Güzellik abidelerine dikkat. Takıları, renkleri, makyajları...




Bu elbise için ten rengi çok önemli, Biraz daha buğday tenli olmanız gerekiyor. Dikkat!
Bir de boyun takısı ile el çantasının rengini gümüş tercih eden Melda Hanım saçlarının dolgunluğuna dolgunluk katmış. Maşallah demeden geçmeyin lütfen. Hem Çırağan'a hem Melda Hanım'a.



Çırağan'a siyah yakışır diyenlerden güzelliğimiz Ezgi Hanım ama parıltılı bir elbise seçerek göz kamaştırmayı da unutmamış.



Şimdi tekrar ortadaki bayana yöneliyoruz. Nar çiçeği mi dersiniz ne dersiniz elbisenin rengine bilmem ama nazik takıları ve nazik duruşu ile beni benden alan Cansu Hanımı, ten rengi, saç modeli ve elbise seçimi ile tebrik ediyorum.



Harika! Arkadaki Çırağan manzaralarına da göz atalım;) gözünü alabilirseniz.

Hem sarayın içine hem de Cansu hanımın elbise modelinin o merdivenlere nasıl yakıştığına da göz kırpalım istedim.



Ezgi Hanım'ın da zerafetini eklemeden yapamayacağım, Işıltılı Çırağanla harika durmuş.




Ezgi hanım'ın güzel yüzüne uyumlu yandan topuzu ile Cansu Hanım'ın mükemmel fiziği ile elbise modeli favorilerim arasında. 


Gelelim şu harika çifte, Asilzadeler sizi. Şeyma ve Mustafa 


Kırmızı halıya pek yakışan Şeyma Hanım, sarayın eskitme taşlı avlusunda da asil asil dolanmayı ve poz vermeyi ihmal etmemiş. Tamamen siyahlara bürünen bu güzel bayan, sıfır bedenim ve gururla taşırım diyerek kıskandıracak elbisesini pek bir rahat sergilemiş.


Anne yadigarı kolyesi de boynunda harika durmakta. 

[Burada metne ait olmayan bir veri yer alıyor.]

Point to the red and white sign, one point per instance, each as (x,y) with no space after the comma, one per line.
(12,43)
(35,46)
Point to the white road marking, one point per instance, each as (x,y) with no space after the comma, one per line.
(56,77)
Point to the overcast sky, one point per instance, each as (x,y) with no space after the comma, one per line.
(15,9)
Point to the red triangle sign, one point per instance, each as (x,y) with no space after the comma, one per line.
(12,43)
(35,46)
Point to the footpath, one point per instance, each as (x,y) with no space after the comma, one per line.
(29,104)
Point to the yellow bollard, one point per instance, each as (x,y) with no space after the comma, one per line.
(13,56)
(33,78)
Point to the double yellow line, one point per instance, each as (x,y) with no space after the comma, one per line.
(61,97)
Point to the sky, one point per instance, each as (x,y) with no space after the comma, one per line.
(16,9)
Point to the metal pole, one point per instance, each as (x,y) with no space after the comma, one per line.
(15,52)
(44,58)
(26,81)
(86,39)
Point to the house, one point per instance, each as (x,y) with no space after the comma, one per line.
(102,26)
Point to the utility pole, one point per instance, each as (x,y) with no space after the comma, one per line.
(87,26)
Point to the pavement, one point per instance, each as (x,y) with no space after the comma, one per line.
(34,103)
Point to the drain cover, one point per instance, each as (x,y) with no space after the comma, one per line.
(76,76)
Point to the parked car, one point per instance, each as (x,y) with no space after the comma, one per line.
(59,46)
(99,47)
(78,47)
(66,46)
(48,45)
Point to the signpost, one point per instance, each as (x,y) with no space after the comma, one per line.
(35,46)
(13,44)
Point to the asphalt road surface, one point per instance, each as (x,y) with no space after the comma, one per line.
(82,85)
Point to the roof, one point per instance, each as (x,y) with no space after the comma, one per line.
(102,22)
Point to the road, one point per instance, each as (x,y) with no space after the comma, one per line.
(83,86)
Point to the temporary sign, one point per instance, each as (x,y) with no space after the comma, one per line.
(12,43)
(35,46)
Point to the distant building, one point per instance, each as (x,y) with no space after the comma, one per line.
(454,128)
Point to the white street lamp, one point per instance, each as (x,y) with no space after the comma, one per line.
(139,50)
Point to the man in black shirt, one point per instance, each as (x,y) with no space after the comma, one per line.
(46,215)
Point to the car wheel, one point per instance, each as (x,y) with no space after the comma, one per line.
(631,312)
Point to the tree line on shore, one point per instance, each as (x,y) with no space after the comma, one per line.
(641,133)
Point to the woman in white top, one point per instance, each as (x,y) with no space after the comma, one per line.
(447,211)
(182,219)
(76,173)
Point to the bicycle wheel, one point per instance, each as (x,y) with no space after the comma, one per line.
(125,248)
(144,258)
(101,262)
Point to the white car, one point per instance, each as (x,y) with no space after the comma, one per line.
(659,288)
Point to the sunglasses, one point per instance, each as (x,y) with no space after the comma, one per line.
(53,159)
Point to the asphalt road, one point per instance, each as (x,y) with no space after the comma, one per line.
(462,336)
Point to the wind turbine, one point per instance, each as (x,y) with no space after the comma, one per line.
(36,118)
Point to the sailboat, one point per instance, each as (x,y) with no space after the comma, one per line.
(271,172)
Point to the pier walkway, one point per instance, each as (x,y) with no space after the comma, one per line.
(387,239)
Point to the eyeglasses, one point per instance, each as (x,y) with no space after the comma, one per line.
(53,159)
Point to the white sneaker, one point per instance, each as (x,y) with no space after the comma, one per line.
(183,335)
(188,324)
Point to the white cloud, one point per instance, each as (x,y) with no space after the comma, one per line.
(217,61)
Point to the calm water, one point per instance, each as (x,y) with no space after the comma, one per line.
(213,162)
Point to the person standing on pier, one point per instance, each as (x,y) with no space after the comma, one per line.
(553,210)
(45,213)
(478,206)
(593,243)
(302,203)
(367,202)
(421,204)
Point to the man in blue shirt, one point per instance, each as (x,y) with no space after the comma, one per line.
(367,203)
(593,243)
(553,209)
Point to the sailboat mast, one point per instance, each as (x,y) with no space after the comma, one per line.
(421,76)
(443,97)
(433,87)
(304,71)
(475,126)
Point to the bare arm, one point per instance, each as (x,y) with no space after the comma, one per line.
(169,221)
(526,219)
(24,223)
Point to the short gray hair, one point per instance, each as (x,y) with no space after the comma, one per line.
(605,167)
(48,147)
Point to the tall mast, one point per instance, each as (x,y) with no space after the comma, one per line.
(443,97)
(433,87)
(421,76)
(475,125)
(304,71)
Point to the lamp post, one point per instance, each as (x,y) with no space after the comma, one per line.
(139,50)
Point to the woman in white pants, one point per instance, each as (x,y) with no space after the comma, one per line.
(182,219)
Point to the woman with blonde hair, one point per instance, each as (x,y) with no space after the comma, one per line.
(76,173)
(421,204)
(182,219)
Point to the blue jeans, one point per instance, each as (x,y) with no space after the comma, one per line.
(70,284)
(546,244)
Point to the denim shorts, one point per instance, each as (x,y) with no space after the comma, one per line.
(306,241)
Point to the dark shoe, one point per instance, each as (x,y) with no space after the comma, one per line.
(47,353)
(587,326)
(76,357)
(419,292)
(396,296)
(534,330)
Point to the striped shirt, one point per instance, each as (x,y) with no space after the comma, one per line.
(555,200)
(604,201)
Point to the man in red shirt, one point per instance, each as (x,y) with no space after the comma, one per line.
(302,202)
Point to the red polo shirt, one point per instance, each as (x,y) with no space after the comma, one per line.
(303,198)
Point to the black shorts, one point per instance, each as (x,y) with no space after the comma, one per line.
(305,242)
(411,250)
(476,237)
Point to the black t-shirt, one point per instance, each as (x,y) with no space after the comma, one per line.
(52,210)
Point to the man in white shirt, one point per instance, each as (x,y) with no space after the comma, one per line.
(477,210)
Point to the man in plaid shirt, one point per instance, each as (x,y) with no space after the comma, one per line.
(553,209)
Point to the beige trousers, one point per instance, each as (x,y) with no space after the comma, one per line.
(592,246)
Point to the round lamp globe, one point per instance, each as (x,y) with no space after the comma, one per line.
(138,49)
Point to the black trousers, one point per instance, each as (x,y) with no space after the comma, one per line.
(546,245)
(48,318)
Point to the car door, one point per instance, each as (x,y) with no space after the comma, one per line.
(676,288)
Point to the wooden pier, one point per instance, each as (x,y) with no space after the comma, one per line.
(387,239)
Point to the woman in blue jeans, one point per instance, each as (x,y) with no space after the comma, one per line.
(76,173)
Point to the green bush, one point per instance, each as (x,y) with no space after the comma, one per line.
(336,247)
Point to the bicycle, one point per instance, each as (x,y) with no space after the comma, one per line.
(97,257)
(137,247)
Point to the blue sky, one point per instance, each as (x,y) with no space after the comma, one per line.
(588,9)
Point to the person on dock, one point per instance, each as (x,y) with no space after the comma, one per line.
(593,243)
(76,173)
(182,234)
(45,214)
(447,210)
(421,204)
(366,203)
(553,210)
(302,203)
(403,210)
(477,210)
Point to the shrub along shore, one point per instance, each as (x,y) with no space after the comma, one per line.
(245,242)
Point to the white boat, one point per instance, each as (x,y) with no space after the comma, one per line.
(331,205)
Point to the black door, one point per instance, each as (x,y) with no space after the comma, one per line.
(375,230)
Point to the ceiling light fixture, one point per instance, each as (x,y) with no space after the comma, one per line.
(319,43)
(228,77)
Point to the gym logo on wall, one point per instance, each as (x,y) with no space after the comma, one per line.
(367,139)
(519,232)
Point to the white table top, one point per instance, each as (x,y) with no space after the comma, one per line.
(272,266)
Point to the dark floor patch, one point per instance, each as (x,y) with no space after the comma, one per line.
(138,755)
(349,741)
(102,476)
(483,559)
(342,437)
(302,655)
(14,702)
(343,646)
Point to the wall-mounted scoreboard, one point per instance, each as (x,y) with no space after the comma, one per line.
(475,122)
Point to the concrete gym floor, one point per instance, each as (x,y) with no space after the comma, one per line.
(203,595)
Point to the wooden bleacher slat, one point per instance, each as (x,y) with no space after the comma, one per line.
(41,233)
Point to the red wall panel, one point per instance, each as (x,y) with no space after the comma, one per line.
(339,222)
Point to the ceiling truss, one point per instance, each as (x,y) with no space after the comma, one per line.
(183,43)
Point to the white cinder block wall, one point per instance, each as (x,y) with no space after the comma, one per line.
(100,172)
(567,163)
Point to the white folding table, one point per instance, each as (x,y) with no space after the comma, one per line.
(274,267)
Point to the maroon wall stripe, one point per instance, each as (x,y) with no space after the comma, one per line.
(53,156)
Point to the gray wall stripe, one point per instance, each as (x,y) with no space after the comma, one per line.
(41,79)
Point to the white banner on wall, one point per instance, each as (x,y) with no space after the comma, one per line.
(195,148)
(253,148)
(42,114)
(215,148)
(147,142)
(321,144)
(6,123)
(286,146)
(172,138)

                         Damla Hanım gecenin en şıklarından,  Gözleri ile uyumlu bir lacivert elbise tercih etmiş ve sevgili Hüsnü Beyi kıskançlıktan çatlatmış.

  Elbisesindeki taşları ile uyumlu bir çanta seçen Damla hanım sade ve şık olmayı başaranlardan.

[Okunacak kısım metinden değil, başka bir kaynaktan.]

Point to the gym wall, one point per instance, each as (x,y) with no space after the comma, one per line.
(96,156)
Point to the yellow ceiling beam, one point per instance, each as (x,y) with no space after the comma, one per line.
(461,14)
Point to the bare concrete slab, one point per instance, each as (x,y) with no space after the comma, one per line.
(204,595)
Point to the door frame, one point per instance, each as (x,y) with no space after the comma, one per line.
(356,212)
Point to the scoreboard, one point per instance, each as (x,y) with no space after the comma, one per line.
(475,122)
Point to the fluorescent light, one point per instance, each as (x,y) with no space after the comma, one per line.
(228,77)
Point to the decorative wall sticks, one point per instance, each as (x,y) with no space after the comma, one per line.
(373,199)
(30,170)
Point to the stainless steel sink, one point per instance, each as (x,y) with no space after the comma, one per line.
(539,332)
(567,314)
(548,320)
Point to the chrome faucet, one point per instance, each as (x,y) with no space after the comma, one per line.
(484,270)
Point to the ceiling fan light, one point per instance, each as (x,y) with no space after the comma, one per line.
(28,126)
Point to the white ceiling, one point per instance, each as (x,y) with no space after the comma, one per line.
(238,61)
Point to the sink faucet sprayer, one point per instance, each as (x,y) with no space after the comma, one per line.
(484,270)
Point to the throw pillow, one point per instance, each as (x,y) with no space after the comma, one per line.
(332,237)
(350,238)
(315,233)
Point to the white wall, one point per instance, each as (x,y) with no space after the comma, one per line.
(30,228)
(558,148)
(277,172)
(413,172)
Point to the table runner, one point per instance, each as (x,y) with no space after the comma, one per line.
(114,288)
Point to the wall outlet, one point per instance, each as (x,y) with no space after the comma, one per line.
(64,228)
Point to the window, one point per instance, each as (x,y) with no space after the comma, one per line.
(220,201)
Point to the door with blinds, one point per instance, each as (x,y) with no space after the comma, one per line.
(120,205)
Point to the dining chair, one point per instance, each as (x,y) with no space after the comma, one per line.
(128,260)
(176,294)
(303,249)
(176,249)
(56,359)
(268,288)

  İnci küperi de hem makyajına hem elbisesine hem de inci gibi dişlerine mycke bra durmuş.



Damla ve Hüsnü Anıl, kapmış güzeli tabi sırıtır, sizi gidi gelecek vaat eden çift :)

Baştaki Gülşah Hanım'ın güzelliği ve dantelli elbisesini pas geçmeyelim lütfen, gümüş takı, çanta ve makyajı ile elbisesini mükemmel sergilemiş.
Bir de kırmızılı Songül Hanım'ın asaletine dikkat çekmek istiyorum. Pileli elbisesi ve sade makyajı ona çok yakışmış.

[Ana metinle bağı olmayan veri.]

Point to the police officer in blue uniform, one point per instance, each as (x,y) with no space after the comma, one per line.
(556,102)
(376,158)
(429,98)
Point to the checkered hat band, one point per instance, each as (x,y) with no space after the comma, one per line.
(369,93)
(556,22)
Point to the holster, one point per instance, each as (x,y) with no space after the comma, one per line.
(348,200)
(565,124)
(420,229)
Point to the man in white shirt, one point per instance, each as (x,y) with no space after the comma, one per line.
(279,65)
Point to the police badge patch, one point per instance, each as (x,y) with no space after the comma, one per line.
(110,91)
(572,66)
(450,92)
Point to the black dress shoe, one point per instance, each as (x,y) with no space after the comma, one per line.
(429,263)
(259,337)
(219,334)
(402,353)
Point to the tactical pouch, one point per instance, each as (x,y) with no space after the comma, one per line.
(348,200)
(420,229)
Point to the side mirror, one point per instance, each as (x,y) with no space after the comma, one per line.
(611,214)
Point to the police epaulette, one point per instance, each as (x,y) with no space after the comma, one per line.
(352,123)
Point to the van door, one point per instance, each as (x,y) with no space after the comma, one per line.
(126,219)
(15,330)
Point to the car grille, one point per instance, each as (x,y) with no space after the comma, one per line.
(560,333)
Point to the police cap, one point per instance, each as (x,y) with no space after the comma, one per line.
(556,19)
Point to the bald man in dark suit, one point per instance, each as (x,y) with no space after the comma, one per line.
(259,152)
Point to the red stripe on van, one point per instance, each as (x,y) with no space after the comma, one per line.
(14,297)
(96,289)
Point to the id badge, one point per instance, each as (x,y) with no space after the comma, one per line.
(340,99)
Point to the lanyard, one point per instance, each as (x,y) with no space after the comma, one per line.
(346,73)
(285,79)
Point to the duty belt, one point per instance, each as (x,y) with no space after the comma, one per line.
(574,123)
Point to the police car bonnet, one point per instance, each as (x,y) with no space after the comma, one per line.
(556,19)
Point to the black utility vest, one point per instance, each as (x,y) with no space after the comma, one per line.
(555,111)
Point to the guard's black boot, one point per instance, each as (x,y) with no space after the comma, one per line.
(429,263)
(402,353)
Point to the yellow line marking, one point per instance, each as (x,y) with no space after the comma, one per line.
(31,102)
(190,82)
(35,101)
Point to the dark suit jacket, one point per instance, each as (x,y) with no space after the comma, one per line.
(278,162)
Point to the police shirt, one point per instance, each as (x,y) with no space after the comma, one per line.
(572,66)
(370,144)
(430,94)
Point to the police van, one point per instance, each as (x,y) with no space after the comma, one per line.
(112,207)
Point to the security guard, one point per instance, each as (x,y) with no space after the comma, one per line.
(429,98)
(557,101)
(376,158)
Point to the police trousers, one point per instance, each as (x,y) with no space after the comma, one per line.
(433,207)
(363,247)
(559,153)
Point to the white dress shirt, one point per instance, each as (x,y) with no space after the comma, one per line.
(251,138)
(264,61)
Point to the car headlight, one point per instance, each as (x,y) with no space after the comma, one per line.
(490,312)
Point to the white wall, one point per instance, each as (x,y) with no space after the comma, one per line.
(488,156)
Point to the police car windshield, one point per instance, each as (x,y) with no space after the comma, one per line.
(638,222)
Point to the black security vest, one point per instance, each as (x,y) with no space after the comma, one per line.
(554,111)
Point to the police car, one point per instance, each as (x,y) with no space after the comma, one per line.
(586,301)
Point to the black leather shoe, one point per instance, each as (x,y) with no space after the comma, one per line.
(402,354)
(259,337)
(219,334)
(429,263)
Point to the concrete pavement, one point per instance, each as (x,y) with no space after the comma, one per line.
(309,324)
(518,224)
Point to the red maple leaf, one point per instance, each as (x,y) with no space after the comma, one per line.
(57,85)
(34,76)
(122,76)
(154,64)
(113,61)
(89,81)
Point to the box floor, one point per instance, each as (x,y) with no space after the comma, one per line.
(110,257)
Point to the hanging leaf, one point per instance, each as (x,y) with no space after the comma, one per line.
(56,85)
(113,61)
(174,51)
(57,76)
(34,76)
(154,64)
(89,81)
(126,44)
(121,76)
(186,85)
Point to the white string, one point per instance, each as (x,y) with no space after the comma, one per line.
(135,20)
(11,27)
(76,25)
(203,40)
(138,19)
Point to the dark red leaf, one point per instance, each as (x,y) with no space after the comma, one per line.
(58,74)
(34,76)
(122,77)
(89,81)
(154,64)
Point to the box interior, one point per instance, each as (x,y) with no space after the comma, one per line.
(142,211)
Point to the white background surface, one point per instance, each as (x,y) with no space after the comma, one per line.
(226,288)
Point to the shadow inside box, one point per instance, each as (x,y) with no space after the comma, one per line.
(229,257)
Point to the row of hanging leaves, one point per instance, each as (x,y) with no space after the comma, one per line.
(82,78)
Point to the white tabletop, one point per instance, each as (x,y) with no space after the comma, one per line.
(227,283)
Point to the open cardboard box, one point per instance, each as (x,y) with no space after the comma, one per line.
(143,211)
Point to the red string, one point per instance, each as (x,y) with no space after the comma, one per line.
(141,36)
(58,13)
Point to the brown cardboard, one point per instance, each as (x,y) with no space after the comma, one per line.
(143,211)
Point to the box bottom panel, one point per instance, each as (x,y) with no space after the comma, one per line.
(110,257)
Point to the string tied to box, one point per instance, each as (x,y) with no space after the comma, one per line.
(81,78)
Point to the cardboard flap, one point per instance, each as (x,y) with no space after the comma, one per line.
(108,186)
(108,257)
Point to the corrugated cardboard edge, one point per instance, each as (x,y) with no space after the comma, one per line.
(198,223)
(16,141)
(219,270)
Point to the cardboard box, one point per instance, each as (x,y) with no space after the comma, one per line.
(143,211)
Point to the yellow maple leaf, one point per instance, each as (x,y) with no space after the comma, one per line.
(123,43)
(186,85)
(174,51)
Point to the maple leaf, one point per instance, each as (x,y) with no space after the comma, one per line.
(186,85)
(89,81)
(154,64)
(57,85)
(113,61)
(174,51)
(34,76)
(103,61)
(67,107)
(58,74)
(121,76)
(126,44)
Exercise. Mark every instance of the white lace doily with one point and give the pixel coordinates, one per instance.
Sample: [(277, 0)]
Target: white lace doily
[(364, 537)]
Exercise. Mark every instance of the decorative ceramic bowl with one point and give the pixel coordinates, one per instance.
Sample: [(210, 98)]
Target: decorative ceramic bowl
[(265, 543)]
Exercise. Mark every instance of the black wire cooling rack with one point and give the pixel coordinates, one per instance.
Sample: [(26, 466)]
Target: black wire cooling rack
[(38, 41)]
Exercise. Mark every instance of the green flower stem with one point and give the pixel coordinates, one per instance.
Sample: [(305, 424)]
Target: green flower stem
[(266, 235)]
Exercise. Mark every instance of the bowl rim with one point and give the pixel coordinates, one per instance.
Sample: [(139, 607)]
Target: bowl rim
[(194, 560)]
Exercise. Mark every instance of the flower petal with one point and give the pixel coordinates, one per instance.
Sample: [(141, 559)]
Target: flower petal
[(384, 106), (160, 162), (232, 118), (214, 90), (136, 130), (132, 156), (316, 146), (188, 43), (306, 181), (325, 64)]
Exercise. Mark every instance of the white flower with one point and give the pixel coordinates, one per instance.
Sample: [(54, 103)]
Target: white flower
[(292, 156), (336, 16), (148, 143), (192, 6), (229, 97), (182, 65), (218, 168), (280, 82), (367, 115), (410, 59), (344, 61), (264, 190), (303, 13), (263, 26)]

Buradaki güzellerin de elbise modellerinden yararlanabilir ve fıstıkları kesebilirsiniz. :)

E benden bu kadar, Çırağan'a giderseniz yukarıdaki mükemmel görselleri ve aşağıdaki eğlenceli halleri sizler de yaşayabilirsiniz. Bu da sizi ikna etmek için son sözüm.














                 
                                          Çırağan'a mı baksam sana mı baksam Duygu Hanım.




              Böyle güzel bir sırtınız yoksa, riskli bir elbise dikkat.


Evet fotoğraflar ve fotoğraftaki kadınlar harika!









                                             Güzelliğim benim...

                                                        Aşık bu çocuklar..
                                                             Bir de muzur.
                                                  Uslu dursam şaşacağım.
                                             Hüsnü'nün dört köşe olmaya 5 kala hali
                                                                              3 kala...
                                                 

                                               Çırağan'ın içini bir daha nerede göreceğiz hallerimiz.





             Bu yakışıklıları biz kaptık :)









                      Eğlenmelere gel...
  He şöyle :)

Son olarak Fufu ve Ben varız;



   
Şey Fufuya tekrar aşık olduğum için biraz şaşkınım ben :)














Bunlar da en beğenilen resimlerimiz :)


P.S. Balo elbisenizi kesinlikle H&M, Koton, Mango gibi yerlerden alın inanın daha ucuza bulacaksınız, olmazsa sıra Kadıköy, Bakırköy, Nişantası mağazalarına kalsın.
P.S.  Fotoğraflara baktıktan sonra Maşallah deyip çıkmayı unutmayalım malum güzeller defilesi yaptım size.